Winnipeg Free Press - PRINT EDITION
Anti-Semitism Egypt's opiate
A travel tip for the international executive class: If you find yourself doing business in Egypt and you feel the urge to insult your interlocutor, 1) try not to insult your interlocutor; and 2) if you must, cast aspersions on the chastity of the person's mother or sister. This insult will be taken hard, but it may eventually be forgiven.
Whatever you do, don't accuse the person of being Jewish. That may cause an irrevocable breach and could even provoke violence.
Anti-Semitism, the socialism of fools, is becoming the opiate of the Egyptian masses. And not just the masses. Egypt has never been notably philo-Semitic (just ask Moses), but today it's entirely acceptable among the educated and creative classes there to demonize Jews and voice the most despicable anti-Semitic conspiracy theories. Careerists know that even fleeting associations with Jews and Israelis could spell professional trouble.
The level of anti-Semitism in Egypt has consequences, of course, for Middle East peace and for the safety of Jews. But, importantly, it has consequences for the welfare of Egypt itself. The revolution that overthrew the country's dictator, Hosni Mubarak, held great promise, but it also exposed the enormous challenges facing Egyptian politics and culture. And anti-Semitism, if nothing else, has always been a sign of a deeply damaged culture.
As Walter Russell Mead has written on his blog, countries "where vicious anti-Semitism is rife are almost always backward and poor." They aren't backward and poor because the Elders of Zion conspire against them. They're backward and poor because, Mead argues, they lack the ability to "see the world clearly and discern cause-and-effect relations in complex social settings." He calls anti-Semitism the "sociology of the befuddled."
Egyptian television is filled with such sociology. One popular series depicts an Egyptian diplomat stationed in Tel Aviv who robs Israeli banks on the side. The show was promoted by a Middle East satellite channel, which claimed it would "surprise the audience with the sweetest jokes about the cheap Jew."
A television show called Il Hukm Ba'd il Muzawla, a kind of Candid Camera knockoff, provides further evidence that Judeophobia in Egypt has become pathological. The show lures celebrities into an interview under the pretence that it will air on a foreign television station, and then tries to discomfit them by claiming they're actually being interviewed for an Israeli show.
Recently, the show targeted actor Ayman Kandeel. The episode didn't proceed as smoothly as planned. According to a translation by the Middle East Media Research Institute, the interviewer, an Egyptian woman named Iman Mubarak, surprises Kandeel by admitting that he's appearing on Israeli television, and not German, as he was promised. A producer named Amr Alaa appears on set and asks Kandeel if there's a problem.

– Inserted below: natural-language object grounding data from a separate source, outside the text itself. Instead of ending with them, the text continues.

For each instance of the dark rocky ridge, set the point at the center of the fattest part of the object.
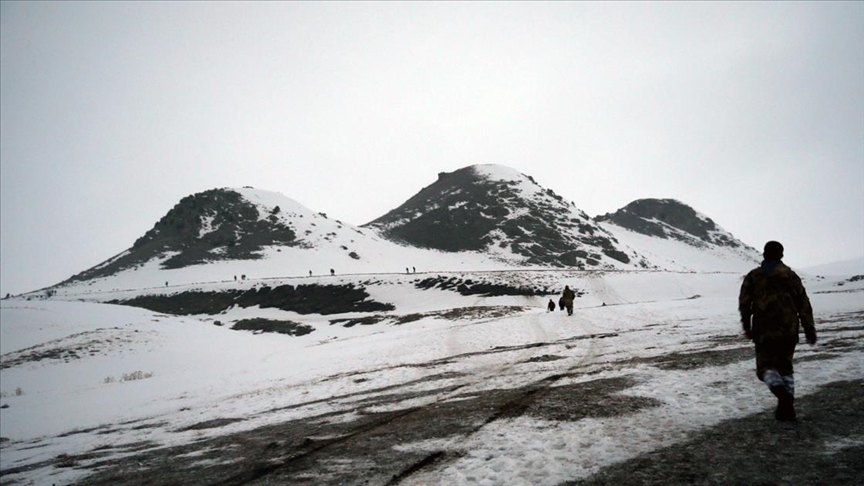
(642, 216)
(465, 211)
(302, 299)
(237, 234)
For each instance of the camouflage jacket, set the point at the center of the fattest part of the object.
(774, 297)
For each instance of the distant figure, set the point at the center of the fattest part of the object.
(567, 296)
(773, 303)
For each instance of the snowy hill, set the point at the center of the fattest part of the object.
(482, 217)
(674, 236)
(229, 234)
(497, 210)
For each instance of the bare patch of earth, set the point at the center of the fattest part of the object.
(825, 446)
(358, 445)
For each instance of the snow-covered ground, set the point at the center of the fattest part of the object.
(78, 376)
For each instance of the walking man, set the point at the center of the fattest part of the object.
(773, 303)
(567, 298)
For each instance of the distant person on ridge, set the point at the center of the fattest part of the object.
(567, 298)
(773, 303)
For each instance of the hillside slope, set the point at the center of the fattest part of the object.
(497, 210)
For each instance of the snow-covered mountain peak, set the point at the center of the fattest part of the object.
(498, 210)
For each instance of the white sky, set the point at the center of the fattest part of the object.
(752, 113)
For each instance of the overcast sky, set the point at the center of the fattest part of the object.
(751, 113)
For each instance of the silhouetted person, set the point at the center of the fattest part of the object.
(567, 298)
(773, 303)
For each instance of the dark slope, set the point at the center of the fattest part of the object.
(671, 219)
(218, 224)
(501, 211)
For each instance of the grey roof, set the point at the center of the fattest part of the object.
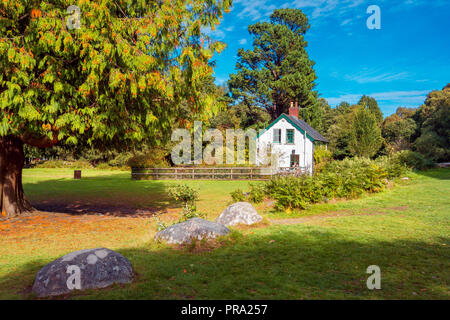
(309, 130)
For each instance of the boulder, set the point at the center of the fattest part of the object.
(84, 269)
(195, 228)
(239, 213)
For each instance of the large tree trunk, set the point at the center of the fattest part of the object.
(12, 201)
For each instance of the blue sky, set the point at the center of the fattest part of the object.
(398, 64)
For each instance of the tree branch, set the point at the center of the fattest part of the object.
(41, 142)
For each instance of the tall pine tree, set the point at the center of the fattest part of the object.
(278, 69)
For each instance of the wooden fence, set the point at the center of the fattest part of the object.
(198, 173)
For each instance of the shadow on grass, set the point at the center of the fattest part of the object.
(115, 195)
(438, 173)
(280, 264)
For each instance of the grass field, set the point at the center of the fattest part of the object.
(319, 253)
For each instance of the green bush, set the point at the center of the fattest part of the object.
(348, 178)
(413, 160)
(238, 195)
(188, 196)
(155, 158)
(57, 164)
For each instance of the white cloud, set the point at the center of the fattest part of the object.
(399, 98)
(371, 77)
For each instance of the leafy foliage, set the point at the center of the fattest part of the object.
(434, 119)
(321, 156)
(238, 195)
(366, 137)
(348, 178)
(257, 193)
(398, 130)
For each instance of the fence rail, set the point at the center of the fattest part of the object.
(198, 173)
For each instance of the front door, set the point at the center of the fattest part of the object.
(295, 160)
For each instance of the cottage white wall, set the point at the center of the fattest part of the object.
(302, 147)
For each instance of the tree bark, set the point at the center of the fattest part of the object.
(12, 158)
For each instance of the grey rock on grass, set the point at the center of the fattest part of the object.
(84, 269)
(195, 228)
(239, 213)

Kandeel responds, "May I ask who you are?" Alaa, who is Arab, answers, "I am an Israeli." More words are exchanged, and then Alaa says: "This is my channel. I am never afraid. It is you who are afraid, and that is why you are carrying a gun."
"I don't have a gun," Kandeel responds. "To use my gun against you, I need to feel that you are worth something. But let me tell you what I can do. You stand right here. Relax."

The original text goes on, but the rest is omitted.